Pese a los discursos oficiales, la presión de todas las instituciones y las campañas contra los vehículos a combustión, el coche eléctrico sigue fracasando en España. A pesar de la propaganda, la cuota de mercado apenas alcanzó un 5,6% de las nuevas matriculaciones en 2024, muy lejos del 13,6% de media europea (en los países nórdicos, el eléctrico ya es mayoría).
Para la inmensa mayoría de los conductores españoles, el coche eléctrico no representa una alternativa real, sino un producto elitista, vendido, cuando no impuesto, a fuerza de restricciones, propaganda y promesas tecnológicas alejadas de la realidad. El rechazo no responde únicamente a una cuestión económica. El modelo de electrificación promovido por gobiernos y fabricantes responder a intereses industriales y fanatismos ideológicos, más que a un avance tecnológico real o a una mejora de las opciones y condiciones de vida de los usuarios.
Los vehículos eléctricos nuevos siguen siendo notablemente más caros que sus equivalentes de gasolina o diésel. Y, aunque existe un incipiente mercado de segunda mano, sus precios tampoco son competitivos después de usados. De hecho, pierden hasta un 50% de su valor en tan sólo tres años, una depreciación acelerada que genera desconfianza entre los potenciales compradores. Además, quienes adquieren un coche usado eléctrico encuentran baterías degradadas, piezas costosas y escasa garantía real.
Alto precio, baja utilidad
Uno de los principales engaños es la autonomía anunciada. En condiciones reales, los vehículos ofrecen de media un 15% menos de lo prometido por los fabricantes. Esto se debe al uso del protocolo WLTP, que mide la autonomía en situaciones ideales: 23 grados de temperatura, sin climatización, sin pérdidas de carga ni subidas de pendiente. Condiciones de laboratorio que rara vez se reproduce en carretera.
En lugar de adaptar los datos a las condiciones climáticas del punto de venta, o siquiera de corregir algo que es a todas luces una estafa, muchas marcas optan por publicitar cifras llamativas que inflan las expectativas del consumidor. Incluso la OCU ha exigido mayor transparencia y la obligación de indicar la autonomía real en condiciones urbanas y en carretera, diferenciando ambos usos. Hasta ahora, sin éxito.

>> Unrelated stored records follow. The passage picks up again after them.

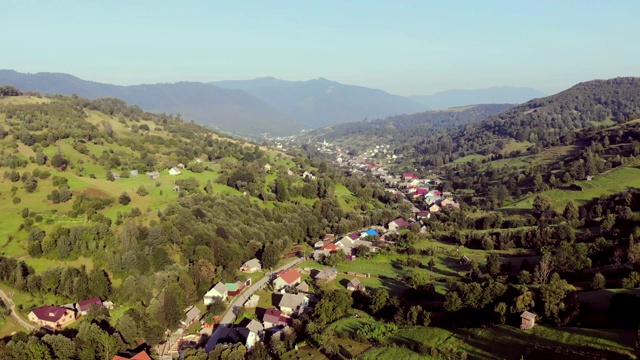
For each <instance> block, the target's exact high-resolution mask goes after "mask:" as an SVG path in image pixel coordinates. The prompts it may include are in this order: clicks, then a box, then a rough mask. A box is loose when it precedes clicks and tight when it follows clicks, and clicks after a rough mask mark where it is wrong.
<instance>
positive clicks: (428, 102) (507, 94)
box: [409, 86, 546, 110]
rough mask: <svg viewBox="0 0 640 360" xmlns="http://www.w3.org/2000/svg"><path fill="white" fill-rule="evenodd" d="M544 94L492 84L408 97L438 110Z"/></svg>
mask: <svg viewBox="0 0 640 360" xmlns="http://www.w3.org/2000/svg"><path fill="white" fill-rule="evenodd" d="M544 96H546V95H545V94H544V93H542V92H541V91H539V90H537V89H533V88H529V87H514V86H493V87H488V88H482V89H469V90H467V89H451V90H445V91H439V92H436V93H433V94H431V95H412V96H409V98H410V99H413V100H415V101H419V102H421V103H423V104H425V105H427V106H429V108H430V109H433V110H438V109H447V108H451V107H457V106H465V105H476V104H504V103H508V104H520V103H523V102H526V101H529V100H532V99H535V98H540V97H544Z"/></svg>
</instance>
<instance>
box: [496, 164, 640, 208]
mask: <svg viewBox="0 0 640 360" xmlns="http://www.w3.org/2000/svg"><path fill="white" fill-rule="evenodd" d="M576 184H578V185H580V186H581V187H582V188H583V190H582V191H574V190H564V189H553V190H549V191H546V192H545V194H547V195H549V197H550V198H551V204H552V205H553V207H554V208H555V209H556V210H562V209H564V206H565V205H566V204H567V202H569V200H573V201H574V202H575V203H576V204H577V205H581V204H584V203H586V202H588V201H589V200H593V199H596V198H598V197H600V196H603V195H605V196H606V195H612V194H615V193H619V192H623V191H626V190H629V189H630V188H640V168H638V167H635V166H624V167H621V168H617V169H614V170H612V171H610V172H608V173H605V174H601V175H598V176H596V177H595V178H594V179H593V180H591V181H579V182H577V183H576ZM535 197H536V195H532V196H530V197H528V198H526V199H524V200H521V201H519V202H517V203H514V204H511V205H509V206H506V207H505V209H531V207H532V204H533V199H535Z"/></svg>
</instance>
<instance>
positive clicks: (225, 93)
mask: <svg viewBox="0 0 640 360" xmlns="http://www.w3.org/2000/svg"><path fill="white" fill-rule="evenodd" d="M0 84H10V85H13V86H15V87H17V88H19V89H21V90H23V91H39V92H41V93H44V94H63V95H71V94H76V95H78V96H81V97H85V98H89V99H98V98H103V97H114V98H118V99H123V100H125V101H127V102H129V103H131V104H135V105H138V106H140V107H141V108H142V109H144V110H147V111H153V112H158V113H162V112H164V113H169V114H173V115H178V114H181V115H182V117H183V118H184V119H186V120H188V121H190V120H193V121H196V122H198V123H199V124H202V125H206V126H209V127H212V128H215V129H218V130H221V131H225V132H227V133H233V134H238V135H242V136H256V135H258V134H260V133H263V132H268V133H272V134H275V135H289V134H294V133H296V132H299V131H300V130H302V129H303V128H304V126H303V125H302V124H301V123H300V122H298V121H296V120H294V119H293V118H292V117H290V116H289V115H286V114H284V113H282V112H280V111H278V110H276V109H274V108H273V107H271V106H269V105H268V104H266V103H264V102H263V101H261V100H260V99H258V98H256V97H254V96H252V95H250V94H248V93H246V92H244V91H240V90H232V89H223V88H220V87H217V86H212V85H208V84H204V83H198V82H179V83H173V84H145V85H132V86H118V85H111V84H103V83H98V82H93V81H86V80H82V79H79V78H77V77H75V76H72V75H68V74H61V73H37V74H23V73H18V72H15V71H13V70H0Z"/></svg>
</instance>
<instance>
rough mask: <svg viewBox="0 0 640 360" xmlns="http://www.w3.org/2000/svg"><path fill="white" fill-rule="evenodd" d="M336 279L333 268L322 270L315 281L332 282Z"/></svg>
mask: <svg viewBox="0 0 640 360" xmlns="http://www.w3.org/2000/svg"><path fill="white" fill-rule="evenodd" d="M337 277H338V271H337V270H336V269H333V268H324V269H322V270H320V272H318V273H317V274H316V277H315V280H316V281H333V280H335V279H336V278H337Z"/></svg>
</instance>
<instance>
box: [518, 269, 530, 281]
mask: <svg viewBox="0 0 640 360" xmlns="http://www.w3.org/2000/svg"><path fill="white" fill-rule="evenodd" d="M529 283H531V273H530V272H528V271H527V270H522V271H520V273H518V284H522V285H526V284H529Z"/></svg>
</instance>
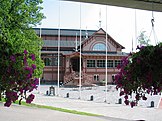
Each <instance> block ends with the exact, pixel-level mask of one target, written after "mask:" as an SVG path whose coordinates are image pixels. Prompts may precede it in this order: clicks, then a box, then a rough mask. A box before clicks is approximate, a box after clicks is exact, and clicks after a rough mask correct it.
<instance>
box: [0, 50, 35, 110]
mask: <svg viewBox="0 0 162 121" xmlns="http://www.w3.org/2000/svg"><path fill="white" fill-rule="evenodd" d="M0 61H1V62H0V67H1V72H0V96H1V95H2V93H3V94H4V95H5V97H4V98H5V101H6V102H5V104H4V105H5V106H7V107H9V106H10V105H11V104H12V102H15V101H16V100H19V104H21V101H22V99H25V100H26V103H31V102H32V101H33V99H34V95H33V94H30V95H29V96H27V93H29V92H31V91H33V89H37V85H38V79H37V78H35V75H34V71H35V69H36V65H35V64H34V61H35V55H34V54H28V52H27V51H26V50H24V53H22V54H21V53H17V54H14V55H6V54H3V55H1V57H0ZM28 61H32V62H33V64H29V63H28Z"/></svg>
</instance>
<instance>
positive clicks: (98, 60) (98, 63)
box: [97, 60, 105, 68]
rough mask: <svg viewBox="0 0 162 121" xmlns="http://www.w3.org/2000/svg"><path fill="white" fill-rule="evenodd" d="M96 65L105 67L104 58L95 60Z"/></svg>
mask: <svg viewBox="0 0 162 121" xmlns="http://www.w3.org/2000/svg"><path fill="white" fill-rule="evenodd" d="M97 67H101V68H104V67H105V60H97Z"/></svg>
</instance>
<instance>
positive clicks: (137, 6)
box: [65, 0, 162, 12]
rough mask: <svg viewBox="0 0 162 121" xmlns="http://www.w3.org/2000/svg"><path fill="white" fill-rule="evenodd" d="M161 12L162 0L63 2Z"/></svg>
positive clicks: (108, 0)
mask: <svg viewBox="0 0 162 121" xmlns="http://www.w3.org/2000/svg"><path fill="white" fill-rule="evenodd" d="M65 1H75V2H86V3H96V4H103V5H111V6H119V7H126V8H134V9H142V10H149V11H158V12H162V0H65Z"/></svg>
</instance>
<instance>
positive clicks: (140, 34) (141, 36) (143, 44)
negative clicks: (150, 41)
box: [137, 31, 150, 46]
mask: <svg viewBox="0 0 162 121" xmlns="http://www.w3.org/2000/svg"><path fill="white" fill-rule="evenodd" d="M137 40H138V42H139V44H140V46H148V45H149V42H150V39H149V38H148V37H147V35H146V31H141V33H140V35H139V36H138V38H137Z"/></svg>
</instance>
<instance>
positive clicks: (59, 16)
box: [57, 0, 60, 96]
mask: <svg viewBox="0 0 162 121" xmlns="http://www.w3.org/2000/svg"><path fill="white" fill-rule="evenodd" d="M57 59H58V65H57V70H58V74H57V96H59V94H60V92H59V91H60V90H59V88H60V0H59V22H58V57H57Z"/></svg>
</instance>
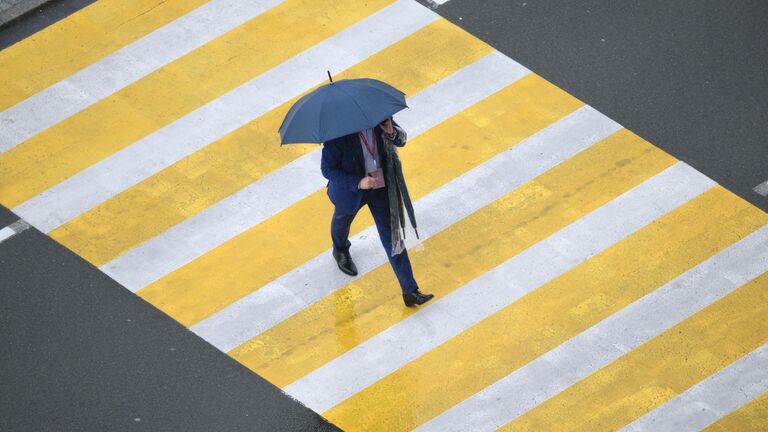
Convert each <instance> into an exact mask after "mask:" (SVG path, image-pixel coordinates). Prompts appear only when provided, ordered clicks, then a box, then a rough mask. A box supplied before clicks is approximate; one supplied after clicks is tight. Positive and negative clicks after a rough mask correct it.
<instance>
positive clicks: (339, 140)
mask: <svg viewBox="0 0 768 432" xmlns="http://www.w3.org/2000/svg"><path fill="white" fill-rule="evenodd" d="M405 141H406V134H405V131H404V130H403V129H402V128H401V127H400V126H399V125H398V124H397V122H394V121H393V120H392V119H391V118H390V119H387V120H385V121H384V122H382V123H381V124H379V125H377V126H375V127H374V128H372V129H366V130H362V131H360V132H358V133H355V134H350V135H345V136H342V137H339V138H335V139H332V140H330V141H328V142H326V143H324V144H323V155H322V162H321V164H320V170H321V171H322V173H323V176H324V177H325V178H327V179H328V184H327V188H328V191H327V194H328V197H329V198H330V200H331V202H332V203H333V205H334V212H333V218H332V220H331V240H332V241H333V257H334V258H335V259H336V263H337V265H338V266H339V269H340V270H341V271H342V272H344V273H346V274H348V275H352V276H354V275H357V267H356V266H355V263H354V262H353V261H352V257H351V256H350V254H349V248H350V246H351V245H352V243H351V242H350V241H349V230H350V226H351V225H352V220H353V219H354V218H355V216H356V215H357V212H358V211H359V210H360V208H361V207H362V206H363V205H365V204H368V208H369V209H370V210H371V215H372V216H373V219H374V221H375V222H376V229H377V230H378V232H379V237H380V238H381V244H382V245H383V246H384V250H385V252H386V254H387V257H388V258H389V262H390V264H391V265H392V269H393V270H394V272H395V276H397V280H398V281H399V283H400V288H401V289H402V292H403V301H404V302H405V305H406V306H415V305H421V304H424V303H426V302H427V301H429V300H430V299H432V298H433V297H434V295H432V294H423V293H421V292H420V291H419V287H418V284H417V283H416V280H415V279H414V277H413V270H412V269H411V261H410V259H409V258H408V251H407V250H405V248H404V246H403V245H402V244H401V242H400V241H399V232H395V233H394V235H393V227H395V229H397V224H396V223H391V222H392V221H393V219H392V208H391V207H392V206H391V205H390V204H391V202H392V200H394V197H395V196H396V195H398V194H397V193H394V192H395V191H396V189H394V190H393V187H395V186H396V185H393V184H389V183H392V182H393V180H394V179H395V178H396V177H395V176H394V173H393V172H392V168H391V166H392V160H391V159H392V157H393V156H394V157H396V154H395V155H393V154H392V153H390V151H388V150H387V149H386V146H391V145H394V146H397V147H403V146H404V145H405ZM391 152H394V148H391ZM388 154H389V156H388ZM390 193H391V195H390ZM390 198H391V199H390ZM395 219H396V218H395ZM393 238H394V239H395V242H396V243H395V244H394V247H393Z"/></svg>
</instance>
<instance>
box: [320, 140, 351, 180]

Tampoco las infraestructuras acompañan al relato. España cuenta con una de las redes de recarga más limitadas de Europa, especialmente fuera de las grandes ciudades. Para la mayoría de los españoles, residentes en bloques de pisos sin plaza de aparcamiento propia, instalar un cargador doméstico es imposible o carísimo. A esto se suma la lentitud de muchos puntos públicos y la falta de mantenimiento. La recarga rápida sigue siendo anecdótica. Y cuando existe, suele estar asociada a precios elevados, aplicaciones específicas, fallos técnicos y esperas prolongadas. Así, hacer un viaje largo en coche eléctrico continúa siendo una odisea.
Ganan el Estado y la industria a costa del consumidor
El cacareado Plan Moves, principal instrumento estatal de promoción del vehículo eléctrico, es además lento y requiere un tedioso proceso burocrático. Aunque ofrece hasta 7.000 euros de subvención, muchas solicitudes tardan meses en resolverse y otras se quedan en el limbo administrativo. Asumir el coste inicial sin saber cuándo llegará la ayuda es inviable para la mayoría. Existe también una deducción del 15 % en el IRPF por la compra de eléctricos e instalación de cargadores, pero su aplicación es desigual y mal difundida. Son argumentos más beneficioso para el vendedor y el recaudador que para el comprador.
El discurso oficial insiste en presentar el coche eléctrico como la única vía para reducir emisiones, sin cuestionar su impacto ambiental real ni su viabilidad. Se ocultan, por ejemplo, el coste y el riesgo ecológico de producir baterías de litio, el consumo eléctrico de una red saturada o la generación de residuos altamente tóxicos. El mantra de la movilidad sostenible, tan globalista, es repetido en España igual que en cualquier parte, ignorando el contexto social, geográfico y económico.
El coche eléctrico en España, como en todas partes, un producto dirigido a compradores de alto poder adquisitivo, usuarios esporádicos, con garaje propio y dispuestos a adentrarse en una selva en busca de ayudas fiscales. Lejos de «democratizar la movilidad sostenible», su imposición provoca una brecha social buscada. Mientras una casta verde se beneficia de ventajas fiscales y carriles reservados, del aparcamiento de casa al de la oficina y vuelta, la mayoría de los autónomos afectados se ven forzados a hacerse con un vehículo eléctrico si quieren trabajar, por ejemplo, dentro de Madrid 360.